В понедельник, утром рано,
Солнце встало из-за туч.
Розовеет одеяло
Облаков белесых куч.
 
 
Небо нежно-голубое
Распростёрлось, вдаль маня.
Интересное такое…
Что в Казани ждёт меня?
 
 
Поезд мчится, но не быстро,
Мимо старого поста.
Накатилась Волга шустро
Арматурою моста.
 
 
Там, на плёсах, в гальке серой
Баржи спят в туманной мгле.
Волны гонят пены белой
Гребешки, да рябь в воде.
 
 
Лёгкий ветер нагоняет
Облаков густую ширь.
Он, как будто, расширяет
Небо серое в эфир.
 
 
Дождь идёт вдали за полем.
Словно нитями с землёй
Соткал небо он. Доволен
Я теперь картиной той.
 
 
Будто крейсером на рейде
Здесь лесистый остров встал.
Он в заливе, хоть залейте.
Надо ж, Бог, какой создал!?
 
 
Появился город: краны,
И различные дома.
Осенью всегда мы бравы.
Что за чудная пора!
 
 
Мимо город проплывает.
Это был Зелёный Дол.
Пусть никто не забывает,
Почему «зелёный» он.
 
 
За окном река-болото
Извивается змеёй.
Мне туда и неохота.
Лучше я сойдусь с землёй.
 

Только Платон успел записать бо́льшую часть этих слов в свой блокнот, как поезд начал, притормаживая, сбавлять ход.

И, с этими, звучащими где-то в глубине его сознания, словами, Платон с попутчиком сошли на перрон и направились к зданию вокзала.

На трамвае доехали до гостиницы «Татарстан», где сразу получили места. Побросав вещи, наскоро позавтракав в ресторане на первом этаже и позвонив сестре Платона на работу, в принципе договорившись о вечернем визите к ней, сразу же направились на завод.

Сан Саныч неожиданно посоветовал Платону снять обручальное кольцо, так как, по его мнению, это открывало в женском окружении дополнительные потенциальные возможности по выполнению их задания, а также и возможность получения дополнительных, неизведанных и необыкновенных удовольствий.

При этом старый ловелас утверждал, что Платон об этом никогда не пожалеет в будущем.

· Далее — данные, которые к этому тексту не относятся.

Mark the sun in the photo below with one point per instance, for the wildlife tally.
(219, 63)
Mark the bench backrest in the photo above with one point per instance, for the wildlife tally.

Весьма худощавый, небольшого роста, практически полностью седой, с тонкими красивыми, интеллигентными чертами лица, выдержанный и воспитанный холерик, трудоголик, въедливый и дотошный, щепетильный, в чём-то даже утончённый, немного щеголеватый, не рвач, не хапуга, человек старой закалки, но любящий деньги и женщин, – а кто их не любит?! – Александр Александрович производил на Платона весьма приятное и авторитетное впечатление. Платону было интересно с ним общаться.

Адрес был верен, но путь на завод был не близок, в основном на трамвае.

После оформления всех необходимых бумаг командированные посетили руководство завода, техническое бюро и бухгалтерию.

Поскольку их вопрос был заранее согласован между руководителями по взаимным факсовым сообщениям, то больших проблем с оформлением необходимых документов не возникло.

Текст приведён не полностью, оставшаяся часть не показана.